We call them. Send emails. Then follow up emails. Subsequently we write requesting clips or hard-copies of the coverage they’ve kindly bestowed upon us. But the one email (or better yet handwritten note), we as PR pros should get in the habit of sending to reporters is a simple thank-you.
It all boils down to the Golden Rule, “treat others as you’d like to be treated.” Don’t you appreciate when reporters compliment your story idea? Don’t lie, you do.
John Seelmeyer, editor of the Northern Nevada Business Weekly, said that times have not changed as far as common courtesy goes. “My mother taught me that the magic words are ‘please’ and ‘thank-you’ and I think they carry as much magic today as they did when I was an ill-mannered 8 year-old at the kitchen table,” Seelmeyer said. “We all are people in this business, and basic human decency is very valuable.”
In the PR world, having a sense of urgency is like breathing; often times we feel compelled to send a thank you note accompanied by a pitch. While this is fine, it is not necessary. You have their email, you’ve just successfully worked together on a story, and chances are they will respond to you again if you were to pitch them.

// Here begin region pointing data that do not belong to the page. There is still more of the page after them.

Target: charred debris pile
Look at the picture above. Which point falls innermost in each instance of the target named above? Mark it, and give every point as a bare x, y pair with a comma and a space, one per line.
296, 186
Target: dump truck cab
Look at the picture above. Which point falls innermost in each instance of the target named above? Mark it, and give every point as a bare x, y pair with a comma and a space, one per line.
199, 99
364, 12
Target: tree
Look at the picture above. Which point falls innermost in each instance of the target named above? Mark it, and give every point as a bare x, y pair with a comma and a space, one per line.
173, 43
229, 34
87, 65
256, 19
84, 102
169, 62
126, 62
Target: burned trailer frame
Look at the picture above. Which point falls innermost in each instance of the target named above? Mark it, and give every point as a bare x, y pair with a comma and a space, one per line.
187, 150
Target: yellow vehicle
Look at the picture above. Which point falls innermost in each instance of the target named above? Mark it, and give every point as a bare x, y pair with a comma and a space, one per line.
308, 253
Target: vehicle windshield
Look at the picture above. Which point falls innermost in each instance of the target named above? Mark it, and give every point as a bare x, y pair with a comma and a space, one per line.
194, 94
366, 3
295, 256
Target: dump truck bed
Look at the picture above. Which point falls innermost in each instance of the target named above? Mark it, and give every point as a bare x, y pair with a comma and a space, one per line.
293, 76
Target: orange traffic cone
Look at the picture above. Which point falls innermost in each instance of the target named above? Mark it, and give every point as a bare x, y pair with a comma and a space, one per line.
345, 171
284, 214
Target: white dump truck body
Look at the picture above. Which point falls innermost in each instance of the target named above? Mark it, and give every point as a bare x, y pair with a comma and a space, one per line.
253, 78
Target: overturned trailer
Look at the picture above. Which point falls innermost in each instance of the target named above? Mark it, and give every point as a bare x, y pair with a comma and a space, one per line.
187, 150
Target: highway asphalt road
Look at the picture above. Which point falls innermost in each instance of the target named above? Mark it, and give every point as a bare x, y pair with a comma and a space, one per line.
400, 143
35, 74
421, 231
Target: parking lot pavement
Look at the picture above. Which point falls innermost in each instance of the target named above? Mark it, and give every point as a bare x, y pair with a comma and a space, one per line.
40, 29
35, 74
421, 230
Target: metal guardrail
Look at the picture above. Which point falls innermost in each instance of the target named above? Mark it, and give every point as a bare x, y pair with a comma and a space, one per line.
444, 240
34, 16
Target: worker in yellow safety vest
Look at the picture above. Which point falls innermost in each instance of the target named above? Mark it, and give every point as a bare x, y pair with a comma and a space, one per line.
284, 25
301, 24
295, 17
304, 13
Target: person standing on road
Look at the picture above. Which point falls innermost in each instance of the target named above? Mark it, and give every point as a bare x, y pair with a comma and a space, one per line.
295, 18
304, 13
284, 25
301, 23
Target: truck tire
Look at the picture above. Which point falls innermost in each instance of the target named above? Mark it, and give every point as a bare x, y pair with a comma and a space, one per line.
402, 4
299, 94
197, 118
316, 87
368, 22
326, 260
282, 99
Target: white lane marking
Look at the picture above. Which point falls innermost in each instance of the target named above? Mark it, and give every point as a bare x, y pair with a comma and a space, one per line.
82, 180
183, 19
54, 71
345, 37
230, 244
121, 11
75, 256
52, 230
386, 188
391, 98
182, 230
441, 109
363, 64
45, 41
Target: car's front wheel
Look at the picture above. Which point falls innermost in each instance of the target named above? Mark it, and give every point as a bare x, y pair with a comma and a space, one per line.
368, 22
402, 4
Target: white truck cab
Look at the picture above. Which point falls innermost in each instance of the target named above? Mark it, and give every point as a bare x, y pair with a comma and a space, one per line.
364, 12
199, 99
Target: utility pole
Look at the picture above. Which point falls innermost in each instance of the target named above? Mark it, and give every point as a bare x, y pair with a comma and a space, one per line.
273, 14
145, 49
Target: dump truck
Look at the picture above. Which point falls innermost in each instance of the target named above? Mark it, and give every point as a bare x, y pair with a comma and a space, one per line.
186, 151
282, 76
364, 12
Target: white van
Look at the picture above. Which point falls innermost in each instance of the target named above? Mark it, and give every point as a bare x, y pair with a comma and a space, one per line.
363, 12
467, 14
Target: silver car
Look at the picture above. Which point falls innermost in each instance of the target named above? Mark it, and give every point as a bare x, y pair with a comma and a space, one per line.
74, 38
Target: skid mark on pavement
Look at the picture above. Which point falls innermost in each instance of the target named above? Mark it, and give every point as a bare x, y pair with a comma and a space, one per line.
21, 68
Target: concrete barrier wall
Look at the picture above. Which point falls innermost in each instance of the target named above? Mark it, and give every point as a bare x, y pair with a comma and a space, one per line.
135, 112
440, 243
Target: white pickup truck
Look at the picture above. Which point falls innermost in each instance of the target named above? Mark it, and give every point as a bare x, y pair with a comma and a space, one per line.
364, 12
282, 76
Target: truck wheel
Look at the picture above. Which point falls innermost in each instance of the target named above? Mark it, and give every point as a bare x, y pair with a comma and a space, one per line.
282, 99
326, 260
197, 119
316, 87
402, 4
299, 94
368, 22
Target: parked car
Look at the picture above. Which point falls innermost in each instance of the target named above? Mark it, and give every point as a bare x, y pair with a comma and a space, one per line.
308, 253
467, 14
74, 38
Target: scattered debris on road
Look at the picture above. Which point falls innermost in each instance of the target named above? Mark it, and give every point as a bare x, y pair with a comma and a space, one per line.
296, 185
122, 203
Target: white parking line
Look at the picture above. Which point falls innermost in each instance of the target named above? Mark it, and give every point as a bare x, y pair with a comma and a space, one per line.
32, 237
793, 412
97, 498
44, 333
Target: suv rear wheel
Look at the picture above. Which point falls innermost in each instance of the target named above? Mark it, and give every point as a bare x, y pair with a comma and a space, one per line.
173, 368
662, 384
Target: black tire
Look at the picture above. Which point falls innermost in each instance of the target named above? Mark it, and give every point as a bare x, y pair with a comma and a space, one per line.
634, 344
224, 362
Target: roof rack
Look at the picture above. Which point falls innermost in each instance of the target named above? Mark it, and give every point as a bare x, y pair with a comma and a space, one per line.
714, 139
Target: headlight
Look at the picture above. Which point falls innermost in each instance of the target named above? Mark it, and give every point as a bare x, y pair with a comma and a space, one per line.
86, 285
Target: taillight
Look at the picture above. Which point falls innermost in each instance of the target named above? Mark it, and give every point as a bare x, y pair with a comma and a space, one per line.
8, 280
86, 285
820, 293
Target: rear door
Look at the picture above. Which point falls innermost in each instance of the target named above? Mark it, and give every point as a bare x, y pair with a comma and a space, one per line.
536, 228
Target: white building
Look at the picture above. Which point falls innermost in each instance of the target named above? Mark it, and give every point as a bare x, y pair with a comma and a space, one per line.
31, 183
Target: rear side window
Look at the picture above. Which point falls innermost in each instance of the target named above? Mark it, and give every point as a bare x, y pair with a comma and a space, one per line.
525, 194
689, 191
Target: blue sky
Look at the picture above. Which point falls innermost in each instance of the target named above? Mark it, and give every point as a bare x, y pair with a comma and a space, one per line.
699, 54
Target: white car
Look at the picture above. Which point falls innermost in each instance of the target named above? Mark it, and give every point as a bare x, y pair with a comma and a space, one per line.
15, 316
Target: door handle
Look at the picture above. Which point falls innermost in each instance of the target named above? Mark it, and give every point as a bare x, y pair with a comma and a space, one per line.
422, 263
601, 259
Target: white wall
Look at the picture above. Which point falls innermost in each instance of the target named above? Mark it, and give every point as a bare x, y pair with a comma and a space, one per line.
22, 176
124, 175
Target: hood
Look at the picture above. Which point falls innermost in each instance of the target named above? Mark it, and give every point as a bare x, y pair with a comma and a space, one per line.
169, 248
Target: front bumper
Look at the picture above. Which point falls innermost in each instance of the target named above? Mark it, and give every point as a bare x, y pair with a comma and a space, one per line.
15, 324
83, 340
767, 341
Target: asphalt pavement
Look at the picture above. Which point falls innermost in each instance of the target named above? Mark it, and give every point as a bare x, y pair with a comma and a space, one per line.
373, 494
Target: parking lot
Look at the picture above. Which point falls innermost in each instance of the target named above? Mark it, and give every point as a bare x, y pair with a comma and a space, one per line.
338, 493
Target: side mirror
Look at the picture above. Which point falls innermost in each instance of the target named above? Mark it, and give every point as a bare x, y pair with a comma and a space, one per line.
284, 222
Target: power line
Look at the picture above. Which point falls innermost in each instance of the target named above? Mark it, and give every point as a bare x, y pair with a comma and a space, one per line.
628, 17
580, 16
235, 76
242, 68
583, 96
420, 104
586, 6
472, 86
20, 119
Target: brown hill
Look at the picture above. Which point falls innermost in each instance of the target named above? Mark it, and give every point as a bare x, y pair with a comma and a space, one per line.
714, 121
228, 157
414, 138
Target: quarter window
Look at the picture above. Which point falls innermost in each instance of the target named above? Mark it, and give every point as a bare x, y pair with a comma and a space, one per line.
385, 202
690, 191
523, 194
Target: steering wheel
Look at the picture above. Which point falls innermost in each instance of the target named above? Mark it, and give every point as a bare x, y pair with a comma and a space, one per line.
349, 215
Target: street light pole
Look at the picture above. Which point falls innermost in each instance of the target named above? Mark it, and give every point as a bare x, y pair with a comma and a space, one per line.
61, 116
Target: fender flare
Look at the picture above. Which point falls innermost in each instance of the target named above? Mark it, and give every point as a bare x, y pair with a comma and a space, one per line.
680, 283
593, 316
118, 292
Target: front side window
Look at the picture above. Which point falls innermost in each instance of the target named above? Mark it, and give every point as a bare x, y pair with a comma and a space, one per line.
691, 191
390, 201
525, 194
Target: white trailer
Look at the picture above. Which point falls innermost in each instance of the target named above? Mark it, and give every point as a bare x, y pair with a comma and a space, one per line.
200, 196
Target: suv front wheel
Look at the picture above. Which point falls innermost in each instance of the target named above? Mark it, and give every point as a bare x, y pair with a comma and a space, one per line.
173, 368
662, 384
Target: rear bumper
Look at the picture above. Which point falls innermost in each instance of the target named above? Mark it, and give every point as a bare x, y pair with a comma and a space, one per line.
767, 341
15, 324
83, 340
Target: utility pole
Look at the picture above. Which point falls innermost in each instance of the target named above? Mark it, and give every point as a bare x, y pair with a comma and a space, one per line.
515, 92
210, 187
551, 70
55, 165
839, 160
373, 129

Be a gracious loser, if a reporter responds with a “no” (and inevitably they will) thank them before moving on to the next. They’ve taken the time to respond to you and graciously decline, show them the same courtesy.
Many reporters have monetary parameters they must abide by regarding gifts. Some must stay within a $25 limit, others have no bounds. Journalism ethics classes have debated for years if gifts sway reporters to be more inclined to cover a story.
Truthfully, it depends on the reporter; some can be bought for a bottle of wine others wouldn’t dare go near that corked bribe. So how do we, as PR pros, stay on the ethical side of things?
Here are some gratitude guidelines for PR pros to follow:
- Only give gifts to say thank you, and mean it. If you are giving something with hopes of something in return…put it back on the shelf.
- Separate your P’s and thank-Q’s. Pitches are pitches and thank-you’s are thank-you’s, try not to combine the two.
- Know if their newspaper has monetary limits and respect them.
- Dust off those stamps and your stationary and write a personal thank-you note.
- Get in the habit of saying thank-you regardless if they’ve done the story.